More Spark shenanigans. I'm having all sorts of problems while attempting to make the run stable. I'm seeing FetchFailedExceptions that (according to this) are "almost guaranteed to be caused by memory issues on your executors" and FileNotFoundExceptions that mysteriously appear when an executor throws an OutOfMemoryError in the initializer of org.apache.spark.shuffle.sort.ShuffleInMemorySorter.
Thanks for the memory
So, the first thing is to review how Spark manages its memory. The areas are broken down as:
- Reserved Memory
- User Memory
- Spark Memory -broken down into:
- Storage Memory
- Executor Memory
Reserved Memory "is the memory reserved by the system, and its size is hardcoded. As of Spark 1.6.0, its value is 300MB"
User Memory "is the memory pool that remains after the allocation of Spark Memory, and it is completely up to you to use it in a way you like. You can store your own data structures there that would be used in RDD transformations".
Storage Memory "is used for both storing Apache Spark cached data and for temporary space serialized". It also stores broadcast variables.
Execution Memory "is used for storing the objects required during the execution of Spark tasks."
Why heap space isn't the whole story
Here is an example.
Given "a matrix A that has a large number of columns (a short and fat matrix) and a matrix B that has a large number of rows (a tall and thin matrix)" that we want to multiply, then there's a good chance multiplying them may blow up.
The reason is that this can be very memory intensive (see the User Memory section above).

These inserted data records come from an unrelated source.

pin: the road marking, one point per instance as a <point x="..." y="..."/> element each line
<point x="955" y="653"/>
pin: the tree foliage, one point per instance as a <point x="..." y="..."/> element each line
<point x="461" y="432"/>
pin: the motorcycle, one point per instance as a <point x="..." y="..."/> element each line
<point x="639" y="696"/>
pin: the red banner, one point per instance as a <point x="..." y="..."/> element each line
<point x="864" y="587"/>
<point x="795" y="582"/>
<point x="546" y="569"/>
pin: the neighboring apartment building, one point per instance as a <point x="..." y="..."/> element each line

To get around this, we can "apply the outer product to each row of the RDD, a column of A with a row of B. This will create an RDD of small matrices size m*k." We then "use the reduce method to sum the all the small matrices."

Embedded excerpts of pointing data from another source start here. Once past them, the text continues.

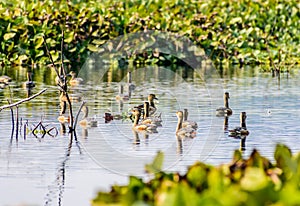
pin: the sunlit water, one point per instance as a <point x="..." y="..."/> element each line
<point x="58" y="171"/>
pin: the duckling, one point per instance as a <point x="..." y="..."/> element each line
<point x="242" y="130"/>
<point x="224" y="111"/>
<point x="74" y="81"/>
<point x="63" y="119"/>
<point x="150" y="120"/>
<point x="29" y="84"/>
<point x="87" y="121"/>
<point x="142" y="127"/>
<point x="187" y="123"/>
<point x="152" y="108"/>
<point x="184" y="132"/>
<point x="121" y="96"/>
<point x="5" y="79"/>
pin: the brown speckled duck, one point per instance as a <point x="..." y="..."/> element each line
<point x="242" y="129"/>
<point x="224" y="111"/>
<point x="184" y="132"/>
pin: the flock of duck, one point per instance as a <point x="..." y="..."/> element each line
<point x="144" y="119"/>
<point x="144" y="116"/>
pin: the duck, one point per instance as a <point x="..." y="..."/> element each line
<point x="224" y="111"/>
<point x="87" y="121"/>
<point x="184" y="132"/>
<point x="242" y="129"/>
<point x="122" y="97"/>
<point x="150" y="120"/>
<point x="5" y="79"/>
<point x="74" y="81"/>
<point x="186" y="122"/>
<point x="29" y="84"/>
<point x="152" y="128"/>
<point x="63" y="119"/>
<point x="152" y="107"/>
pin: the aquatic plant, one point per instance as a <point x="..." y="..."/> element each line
<point x="230" y="32"/>
<point x="252" y="181"/>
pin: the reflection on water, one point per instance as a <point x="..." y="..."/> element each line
<point x="55" y="171"/>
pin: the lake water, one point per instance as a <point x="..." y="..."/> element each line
<point x="59" y="171"/>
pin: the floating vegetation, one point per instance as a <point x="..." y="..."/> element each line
<point x="239" y="32"/>
<point x="252" y="181"/>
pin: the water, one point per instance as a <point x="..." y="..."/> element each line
<point x="58" y="171"/>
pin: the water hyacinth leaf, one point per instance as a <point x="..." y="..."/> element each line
<point x="197" y="175"/>
<point x="69" y="37"/>
<point x="92" y="48"/>
<point x="156" y="165"/>
<point x="283" y="157"/>
<point x="8" y="36"/>
<point x="38" y="42"/>
<point x="254" y="179"/>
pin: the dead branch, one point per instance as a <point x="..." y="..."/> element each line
<point x="22" y="101"/>
<point x="79" y="110"/>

Neat. So the trick is to break down each step into smaller steps. In this example, it's done by making an RDD that pairs small vectors together so they can be multiplied with very little overhead.
Refactor the problem
Realizing that my vector multiplication was probably the culprit, I gave myself more user memory but setting spark.memory.fraction much lower (about 0.01) since
User Memory ~ (1.0 - spark.memory.fraction)
This improved things insofar as my run ran for longer but it still ultimately blew up.

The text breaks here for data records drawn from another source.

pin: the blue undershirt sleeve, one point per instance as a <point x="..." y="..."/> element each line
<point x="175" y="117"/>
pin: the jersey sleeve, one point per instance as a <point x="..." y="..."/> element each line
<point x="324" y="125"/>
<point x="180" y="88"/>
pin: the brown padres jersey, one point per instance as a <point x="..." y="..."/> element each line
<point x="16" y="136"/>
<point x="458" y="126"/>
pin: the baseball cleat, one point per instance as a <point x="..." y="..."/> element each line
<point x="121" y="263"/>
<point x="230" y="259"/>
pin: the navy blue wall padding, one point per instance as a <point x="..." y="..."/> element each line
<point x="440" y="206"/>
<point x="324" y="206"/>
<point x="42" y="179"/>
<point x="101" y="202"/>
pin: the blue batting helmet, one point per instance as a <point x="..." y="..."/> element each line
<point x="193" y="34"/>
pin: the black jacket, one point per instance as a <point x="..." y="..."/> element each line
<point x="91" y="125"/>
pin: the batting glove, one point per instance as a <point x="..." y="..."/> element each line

The problem was that my sparse matrix was not sparse enough. It could have rows with 2000 non-zero elements. Since the row could have about 100 million elements overall, this is still probably considered sparse. But each element is multiplied with each other element while I calculated Cosine Similarities. This scales as O(N2).
OK, ~20002 results is not the end of the world but what if we get a few of these in the same JVM? We quickly exhaust the memory. Increasing User Memory reduces the likelihood but does not eliminate it. The solution (like the matrix multiplication example above) is to break down the problem into a new RDD that presents the data in smaller chunks.